移植4週後のマウスから肺を取り出して顕微鏡で観察したところ、一見、がん細胞が転移している痕跡は見つからなかったが、詳しく観察すると小さい転移巣が多数見つかった。これは、生物発光イメージングを用いることで、目視ではわからないごく早期の肺転移を観察できることを意味する一方、移植6週後のマウスでは肺全体に白いコブのようなものが多数観察され、ところどころに出血もあり、目視でもがんの転移だと分かるレベルになっていた。端的に言えば末期がんの状態である。

研究成果を診断や治療に生かすためには末期がんではなく、初期のがんを知る必要がある。イメージングならごく小さながんでも観察できるので、初期段階からがん転移の研究が可能だ。今村教授は「従来の手法ではなし得なかったレベルの世界を観察できるところに、イメージングのアドバンテージがある」と説明に熱を込める。

また、今村教授は乳がんに多い骨転移についてもイメージングを行った。

大阪大学歯学部の米田教授らが開発した手法に基づき、ヌードマウスの左心室にルシフェラーゼタンパク質を入れ込んだヒトの乳がんの細胞を注射し、その直後にルシフェリンを投与し、超高感度CCDカメラで撮影すると、がん細胞が全身に播種する様子が観察できた。その後、経時的に生物発光イメージングを行うと、1週間後にはほとんどのがん細胞が消えていた。これは、がん細胞は血管内で足場がなく不安定なのでその大半が死滅したと考えられる。ところが、移植3週後には骨においてがん細胞が増殖する様子が観察された。これは、一度全身に播種したがん細胞が特定の臓器でのみ生存し、そこで増殖することを意味する。これはがん転移に臓器指向性があることを意味し、実際に、臨床上、乳がんや前立腺がんでは骨転移が、大腸がんでは肝転移が多いことが知られている。100年前に、パジェット博士は、このがんの転移の臓器指向性を、がんを種(シード)、転移先を土壌(ソイル)に喩え、「シードとソイルの仮説」を提唱している。

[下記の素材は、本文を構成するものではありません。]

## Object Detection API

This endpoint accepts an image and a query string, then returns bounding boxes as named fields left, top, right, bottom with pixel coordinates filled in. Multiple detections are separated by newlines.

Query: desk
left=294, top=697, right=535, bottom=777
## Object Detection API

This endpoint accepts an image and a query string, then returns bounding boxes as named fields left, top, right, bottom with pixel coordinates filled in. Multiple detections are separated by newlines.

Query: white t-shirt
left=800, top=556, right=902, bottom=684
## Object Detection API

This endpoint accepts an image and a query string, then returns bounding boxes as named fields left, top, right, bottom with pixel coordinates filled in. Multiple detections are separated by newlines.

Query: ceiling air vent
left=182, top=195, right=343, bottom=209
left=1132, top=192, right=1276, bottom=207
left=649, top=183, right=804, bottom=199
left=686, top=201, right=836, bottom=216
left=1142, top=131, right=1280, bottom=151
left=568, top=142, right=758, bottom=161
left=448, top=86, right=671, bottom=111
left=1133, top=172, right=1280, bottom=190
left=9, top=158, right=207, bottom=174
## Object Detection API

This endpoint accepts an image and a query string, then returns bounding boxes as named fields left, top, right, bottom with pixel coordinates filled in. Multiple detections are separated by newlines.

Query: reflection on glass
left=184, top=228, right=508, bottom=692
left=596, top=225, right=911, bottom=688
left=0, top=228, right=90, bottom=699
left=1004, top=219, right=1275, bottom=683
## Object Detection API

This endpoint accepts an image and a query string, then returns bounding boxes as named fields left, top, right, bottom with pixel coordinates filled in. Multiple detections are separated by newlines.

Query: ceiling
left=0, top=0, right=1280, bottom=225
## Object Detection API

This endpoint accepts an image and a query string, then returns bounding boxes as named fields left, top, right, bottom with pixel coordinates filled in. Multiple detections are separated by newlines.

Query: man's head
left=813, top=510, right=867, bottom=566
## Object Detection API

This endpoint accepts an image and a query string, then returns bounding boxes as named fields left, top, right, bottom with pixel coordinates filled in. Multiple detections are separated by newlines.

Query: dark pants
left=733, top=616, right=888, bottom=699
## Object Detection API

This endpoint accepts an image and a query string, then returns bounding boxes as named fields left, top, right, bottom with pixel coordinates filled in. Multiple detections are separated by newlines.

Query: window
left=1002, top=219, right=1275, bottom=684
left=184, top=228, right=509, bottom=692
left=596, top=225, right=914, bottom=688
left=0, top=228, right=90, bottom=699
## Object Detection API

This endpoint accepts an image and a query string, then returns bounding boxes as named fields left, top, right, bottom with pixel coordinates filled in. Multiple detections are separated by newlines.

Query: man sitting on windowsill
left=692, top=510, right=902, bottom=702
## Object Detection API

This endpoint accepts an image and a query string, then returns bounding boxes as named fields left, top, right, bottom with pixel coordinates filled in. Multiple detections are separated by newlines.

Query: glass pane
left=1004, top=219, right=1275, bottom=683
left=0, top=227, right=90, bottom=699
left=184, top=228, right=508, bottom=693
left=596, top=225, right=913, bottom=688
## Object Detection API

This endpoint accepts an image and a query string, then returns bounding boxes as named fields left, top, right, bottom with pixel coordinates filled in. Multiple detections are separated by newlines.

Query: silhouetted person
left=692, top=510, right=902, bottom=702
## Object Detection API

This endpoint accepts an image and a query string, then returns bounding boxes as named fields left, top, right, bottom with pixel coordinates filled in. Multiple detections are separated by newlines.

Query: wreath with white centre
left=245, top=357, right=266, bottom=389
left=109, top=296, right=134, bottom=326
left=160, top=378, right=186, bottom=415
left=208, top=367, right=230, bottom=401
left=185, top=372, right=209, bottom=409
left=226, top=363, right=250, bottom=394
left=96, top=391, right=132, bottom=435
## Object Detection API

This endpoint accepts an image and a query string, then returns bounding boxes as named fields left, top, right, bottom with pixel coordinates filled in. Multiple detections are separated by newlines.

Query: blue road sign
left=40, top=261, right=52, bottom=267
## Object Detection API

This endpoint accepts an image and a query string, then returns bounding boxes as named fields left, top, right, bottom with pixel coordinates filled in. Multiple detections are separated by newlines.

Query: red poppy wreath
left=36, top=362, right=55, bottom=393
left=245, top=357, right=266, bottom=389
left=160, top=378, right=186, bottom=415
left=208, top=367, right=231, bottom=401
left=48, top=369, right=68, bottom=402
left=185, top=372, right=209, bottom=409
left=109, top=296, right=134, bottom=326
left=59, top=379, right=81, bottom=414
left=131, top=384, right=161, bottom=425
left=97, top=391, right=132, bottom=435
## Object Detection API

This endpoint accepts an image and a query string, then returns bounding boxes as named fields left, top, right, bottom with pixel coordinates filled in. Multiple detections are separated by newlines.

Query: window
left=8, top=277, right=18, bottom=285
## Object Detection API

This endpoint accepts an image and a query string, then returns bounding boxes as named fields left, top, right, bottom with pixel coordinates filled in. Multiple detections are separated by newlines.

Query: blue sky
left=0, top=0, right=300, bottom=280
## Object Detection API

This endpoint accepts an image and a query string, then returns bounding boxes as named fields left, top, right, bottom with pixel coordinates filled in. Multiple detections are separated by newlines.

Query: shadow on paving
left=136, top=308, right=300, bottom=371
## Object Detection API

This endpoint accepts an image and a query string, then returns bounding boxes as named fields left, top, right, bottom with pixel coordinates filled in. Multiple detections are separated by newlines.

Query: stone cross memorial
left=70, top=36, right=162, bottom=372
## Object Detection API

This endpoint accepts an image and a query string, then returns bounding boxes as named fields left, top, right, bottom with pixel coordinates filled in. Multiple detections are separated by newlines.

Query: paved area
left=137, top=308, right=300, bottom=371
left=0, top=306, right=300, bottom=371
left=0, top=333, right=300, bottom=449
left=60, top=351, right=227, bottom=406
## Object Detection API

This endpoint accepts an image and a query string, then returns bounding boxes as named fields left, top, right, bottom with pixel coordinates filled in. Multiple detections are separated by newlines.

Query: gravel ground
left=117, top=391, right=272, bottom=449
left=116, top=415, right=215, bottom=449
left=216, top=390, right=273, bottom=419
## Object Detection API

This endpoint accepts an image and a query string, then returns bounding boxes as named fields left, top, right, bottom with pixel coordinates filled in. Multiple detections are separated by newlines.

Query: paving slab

骨転移の診断には通常レントゲンが使われるが、移植3週後のマウスをレントゲンで見ても変化はわからなかった。レントゲンはがんではなく、骨を見るツールゆえに、破骨細胞が増殖して骨が溶け出すまでは異変に気づけないのである。

「レントゲンで変化が認められたのは移植5週後のマウスでした。乳がんが骨に転移しやすいことはよく知られた事実ですが、今回、骨に対する指向性を視覚的に示すことができました。しかも、イメージングは骨が溶け出す前の転移直後から観察できますから、早期に骨転移を食い止める治療薬の開発につなげられるのではないかと考えています」

注釈
【線維芽細胞増殖因子】英:fibroblast growth factor(FGF)
線維芽細胞増殖因子は20種以上の ファミリーを 形成している多機能性細胞間シグナル因子である。線維芽細胞の増殖や血管新生、さまざまな細胞に対して増殖活性や分化誘導など 多彩な作用を行う。